Numbers Runners

Zaonia faced an embargo. For some worlds this would be an economic disaster and for other literally a slow death. Zaonia had water, breathable air and a biosphere that you could work with. What was more, during the Great Flame Out they had learned self sufficiency.

They still felt the bite. There was a shrunken market for thier goods. Subsidized merchants had their routes changed to exclude the world. Free Traders were strongly encouraged to look for bargains elsewhere or face the mother of all balloon payments on their ship mortgages.

Zaonia had a small merchant fleet, a shoestring operation. It had some grey area opportunists (smugglers) and it had other small local operations who owned their patched together little ships like Belters and tramp freighters.

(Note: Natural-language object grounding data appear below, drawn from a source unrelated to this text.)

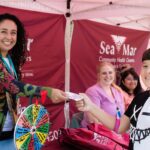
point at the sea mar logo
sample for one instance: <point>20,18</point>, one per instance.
<point>119,41</point>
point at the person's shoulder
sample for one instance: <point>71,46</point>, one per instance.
<point>143,95</point>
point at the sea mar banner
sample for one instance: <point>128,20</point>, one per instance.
<point>45,62</point>
<point>95,42</point>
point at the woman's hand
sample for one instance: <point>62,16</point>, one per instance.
<point>85,104</point>
<point>58,96</point>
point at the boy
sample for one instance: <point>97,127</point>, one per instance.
<point>137,116</point>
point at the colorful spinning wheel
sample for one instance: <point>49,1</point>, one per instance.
<point>32,128</point>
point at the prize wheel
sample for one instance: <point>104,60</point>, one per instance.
<point>32,128</point>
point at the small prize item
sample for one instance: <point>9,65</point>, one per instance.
<point>32,128</point>
<point>74,96</point>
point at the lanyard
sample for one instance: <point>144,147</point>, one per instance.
<point>10,69</point>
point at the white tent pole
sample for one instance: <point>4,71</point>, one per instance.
<point>68,39</point>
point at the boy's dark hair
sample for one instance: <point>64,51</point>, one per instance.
<point>146,55</point>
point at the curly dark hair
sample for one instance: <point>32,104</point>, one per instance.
<point>131,71</point>
<point>18,52</point>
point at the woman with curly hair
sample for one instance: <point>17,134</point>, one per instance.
<point>130,85</point>
<point>12,57</point>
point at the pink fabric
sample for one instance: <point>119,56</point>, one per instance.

Shoestring operations usually do not employ navigators. Instead they buy a jump tape. It isn't recorded on tape  but the name persists due to the tape you unwind to unpack the storage media that holds coordinates for a jump. It's usually cheaper than a navigators on ships that can't manage high jump numbers like Belters and tramp freighters. The tapes are sold any starport that is more than a cleared field and outhouse.

Zaonia used an offworld computer on their starport. The starport was legally a separate territory from the planet. The offworld computer failed soon. The embargo excluded sending repair parts to Zaonia's starport. The Zaonian's lawyered up and demanded the parts saying the starport was not part of their territory and hence excluded from any planetary embargoes and tariffs. the reply was the the embargo specified the planet Zaonia and not the government. As the starport was affixed to the lithosphere it was part of the embargo.

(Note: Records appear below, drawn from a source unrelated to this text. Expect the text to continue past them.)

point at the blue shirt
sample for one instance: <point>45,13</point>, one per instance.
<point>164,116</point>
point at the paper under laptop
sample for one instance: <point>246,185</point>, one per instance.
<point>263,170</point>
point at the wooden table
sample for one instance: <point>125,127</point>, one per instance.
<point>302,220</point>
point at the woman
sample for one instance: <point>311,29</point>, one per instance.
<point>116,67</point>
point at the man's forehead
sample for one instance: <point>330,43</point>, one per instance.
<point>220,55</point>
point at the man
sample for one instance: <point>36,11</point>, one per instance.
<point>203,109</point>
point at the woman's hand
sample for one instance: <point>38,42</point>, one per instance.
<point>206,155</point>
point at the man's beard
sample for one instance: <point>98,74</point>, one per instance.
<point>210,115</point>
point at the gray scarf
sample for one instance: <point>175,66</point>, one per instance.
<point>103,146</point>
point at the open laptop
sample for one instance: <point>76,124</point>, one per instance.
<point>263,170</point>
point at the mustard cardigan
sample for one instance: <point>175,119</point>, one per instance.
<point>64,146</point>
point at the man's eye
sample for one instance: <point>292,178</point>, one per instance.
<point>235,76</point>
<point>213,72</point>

Accusations flew that the computer breakdown was the work of industrial sabotage. Possums weren't that destructive. A microwave couldn't explode with that much force. The spontaneous fires were kind of hard to explain as well. The answer was the same, take it to subsector court (where they would wait months) or sector court (wait years at the least).

Trade slowed still more for a week or so until jump tapes were made available. At discount. The tramp freighters and rock miners came back. The economy was definitely not booming but it was at least now breathing on its own. The embargo barons did a spit take and (after refilling their glasses) called an operative to go to Zaonia and see what in hell went on. The operative packed a few incendiaries, bombs and possums in low berth carriers for good measure and left.

He returned a month later. It took him a while to get to see the inner workings of the jump tape computers.

"ComputerS?" Banks wanted to know.

"Computers," the operative said reaching for a glass that was slid out of his reach. "They call these guys, can run numbers in their heads -computers, They got about 40 of them and they use these to calculate the jump coordinates." The operator held up a contraption that looked like  bunch of rulers held together with a clear plastic band.

The Director of Starports grabbed the slipping sticks and ponder them working them against each other slowly. "It has jump logarithma on it," he finally announced.

"They have all kinds of similar things. Also mechanical adding machines and hard copy books of logarithmic tables. They use them all to calculate jump tapes. There's a pool of secretarial labor to input the numbers on tape. -It's amazing," the operative said grudgingly. It was also hard to take out with a couple of easy to smuggle bombs or GMO  marsupials.

"Humans can't figure out jump navigation -you need computers!" Banks sputtered. Starports shook his head. "Humans can figure out jump coordinates. It takes a little longer is all."

"But ... the cost! The salaries!" Banks protested.

"Sir, do you have any idea how little mathematicians make in academia? Or aides? They were cranking out tapes when I got in and saw them," the operative said enjoying Banks discomfort.

"Okay, you go back with a bio weapon ... " Banks began. The operative  was about to protest he wasn't a mass murderer. One at a time was as far as he went. But Starports cut him off.

"Embargo on the starport is over. Now. Ship them a new computer on the next merchant. A good one!" he growled. He slid the glass back over to the operative who drained it gratefully.

"But why?"

"Do you know how much the Starport Authority makes selling jump tapes? Selling computers to compute jump tapes? If this gets out that a bunch of egg head number crunchers could do it for peanuts, we'll be ruined!"